Su traducción, bastante libre, de la obra de F. Bastiat, Lo que se ve y lo que no se ve: o la economía política en una lección, es una interpretación ofrecida a “los suyos de Zipaquirá”5, en la que añade algunos capítulos que siguen el método propuesto por Bastiat de analizar los fenómenos económicos no sólo por sus consecuencias inmediatas sino también por las de largo plazo. En la nota que acompaña a la traducción advierte, con un estilo retórico más propio del Renacimiento que del siglo XIX, que agregó los capítulos VIII, IX, X, XI, XII, XIV y XVI, basado en las lecciones que recibió en París de Bastiat, Chevalier, Blanqui y Garnier.

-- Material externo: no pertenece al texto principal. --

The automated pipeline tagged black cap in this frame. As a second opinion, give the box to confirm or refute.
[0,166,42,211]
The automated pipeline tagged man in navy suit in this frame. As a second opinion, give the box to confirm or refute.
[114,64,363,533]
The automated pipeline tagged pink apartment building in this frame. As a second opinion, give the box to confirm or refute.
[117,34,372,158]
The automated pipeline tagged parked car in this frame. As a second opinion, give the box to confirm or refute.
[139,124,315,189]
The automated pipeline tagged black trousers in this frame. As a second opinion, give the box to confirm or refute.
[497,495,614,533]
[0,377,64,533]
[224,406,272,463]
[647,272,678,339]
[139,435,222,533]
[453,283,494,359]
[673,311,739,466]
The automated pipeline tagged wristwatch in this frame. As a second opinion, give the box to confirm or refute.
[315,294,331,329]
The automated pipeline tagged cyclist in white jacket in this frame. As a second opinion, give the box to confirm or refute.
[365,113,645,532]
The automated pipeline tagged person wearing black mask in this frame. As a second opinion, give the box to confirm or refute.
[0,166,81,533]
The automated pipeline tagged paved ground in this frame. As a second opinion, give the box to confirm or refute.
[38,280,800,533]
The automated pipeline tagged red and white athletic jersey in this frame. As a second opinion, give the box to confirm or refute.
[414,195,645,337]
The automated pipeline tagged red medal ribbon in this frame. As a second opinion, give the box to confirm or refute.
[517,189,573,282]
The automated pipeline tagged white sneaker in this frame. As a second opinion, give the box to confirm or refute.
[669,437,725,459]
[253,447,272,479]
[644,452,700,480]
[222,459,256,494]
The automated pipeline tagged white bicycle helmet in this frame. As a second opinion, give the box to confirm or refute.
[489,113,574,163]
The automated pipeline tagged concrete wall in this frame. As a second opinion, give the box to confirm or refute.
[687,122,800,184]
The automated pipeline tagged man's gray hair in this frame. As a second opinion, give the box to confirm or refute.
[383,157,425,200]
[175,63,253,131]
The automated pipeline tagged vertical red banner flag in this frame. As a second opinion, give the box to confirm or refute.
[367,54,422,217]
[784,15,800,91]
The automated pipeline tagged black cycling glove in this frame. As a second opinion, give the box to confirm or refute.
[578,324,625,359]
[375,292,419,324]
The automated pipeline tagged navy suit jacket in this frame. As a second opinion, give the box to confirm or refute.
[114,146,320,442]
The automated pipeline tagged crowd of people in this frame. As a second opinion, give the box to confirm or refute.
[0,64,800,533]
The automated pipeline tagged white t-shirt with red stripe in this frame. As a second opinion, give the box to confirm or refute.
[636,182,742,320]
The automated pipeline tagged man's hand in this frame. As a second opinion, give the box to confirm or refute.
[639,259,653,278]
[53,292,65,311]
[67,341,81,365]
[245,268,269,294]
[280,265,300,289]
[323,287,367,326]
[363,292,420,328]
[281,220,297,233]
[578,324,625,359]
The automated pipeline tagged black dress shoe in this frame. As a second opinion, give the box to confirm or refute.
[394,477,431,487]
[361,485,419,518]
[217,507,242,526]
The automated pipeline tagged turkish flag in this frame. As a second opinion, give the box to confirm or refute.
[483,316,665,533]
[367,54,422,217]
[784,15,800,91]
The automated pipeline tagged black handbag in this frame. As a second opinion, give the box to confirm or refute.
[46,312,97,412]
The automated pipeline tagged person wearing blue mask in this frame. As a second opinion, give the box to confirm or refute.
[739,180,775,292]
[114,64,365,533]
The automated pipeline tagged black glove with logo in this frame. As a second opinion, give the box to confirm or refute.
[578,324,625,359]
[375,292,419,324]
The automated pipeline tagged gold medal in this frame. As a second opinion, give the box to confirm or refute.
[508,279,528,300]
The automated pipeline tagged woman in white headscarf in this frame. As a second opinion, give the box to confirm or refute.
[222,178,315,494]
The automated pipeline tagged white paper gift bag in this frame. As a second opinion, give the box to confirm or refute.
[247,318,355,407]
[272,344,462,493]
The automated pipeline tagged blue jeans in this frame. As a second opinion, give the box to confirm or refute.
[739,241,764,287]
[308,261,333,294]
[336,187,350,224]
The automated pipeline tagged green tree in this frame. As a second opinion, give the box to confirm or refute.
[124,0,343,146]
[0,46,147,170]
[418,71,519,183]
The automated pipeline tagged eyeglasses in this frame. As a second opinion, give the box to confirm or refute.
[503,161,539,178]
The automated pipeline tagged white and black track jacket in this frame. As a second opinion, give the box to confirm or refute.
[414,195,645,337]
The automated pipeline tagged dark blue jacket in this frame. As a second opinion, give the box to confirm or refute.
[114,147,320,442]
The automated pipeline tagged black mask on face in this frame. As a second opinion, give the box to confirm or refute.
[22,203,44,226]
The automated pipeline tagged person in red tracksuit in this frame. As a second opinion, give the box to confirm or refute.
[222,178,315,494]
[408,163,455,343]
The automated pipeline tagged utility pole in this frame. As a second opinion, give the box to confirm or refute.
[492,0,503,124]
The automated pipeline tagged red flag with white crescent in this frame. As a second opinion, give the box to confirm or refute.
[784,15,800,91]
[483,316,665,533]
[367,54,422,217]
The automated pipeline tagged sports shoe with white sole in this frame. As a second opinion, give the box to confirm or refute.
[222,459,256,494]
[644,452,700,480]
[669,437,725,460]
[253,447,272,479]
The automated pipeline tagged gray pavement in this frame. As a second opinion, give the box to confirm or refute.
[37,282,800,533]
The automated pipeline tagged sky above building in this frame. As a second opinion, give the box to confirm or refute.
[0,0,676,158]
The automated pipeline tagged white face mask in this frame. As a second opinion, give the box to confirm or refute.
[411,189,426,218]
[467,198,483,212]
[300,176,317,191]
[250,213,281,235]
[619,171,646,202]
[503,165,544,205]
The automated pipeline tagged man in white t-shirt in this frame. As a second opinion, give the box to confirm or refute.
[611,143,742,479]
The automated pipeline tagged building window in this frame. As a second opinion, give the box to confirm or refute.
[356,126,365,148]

Los capítulos que se transcriben a continuación tratan temas que constituyeron el eje del debate político y económico durante la segunda mitad del siglo XIX: la discusión entre librecambio y proteccionismo; la producción agrícola de exportación y la creación de una base industrial; el papel paternalista del Estado y la reducción de sus funciones a la protección de la vida, la propiedad, las obras de fomento, el ejercicio judicial y la defensa de la soberanía. También defiende la eliminación del monopolio estatal sobre las salinas de Zipaquirá y Chita, opinión que no prosperó durante los gobiernos radicales, pues estos obtenían gran parte de sus recursos de estas minas, las rentas de las aduanas y los ingresos del Ferrocarril de Panamá.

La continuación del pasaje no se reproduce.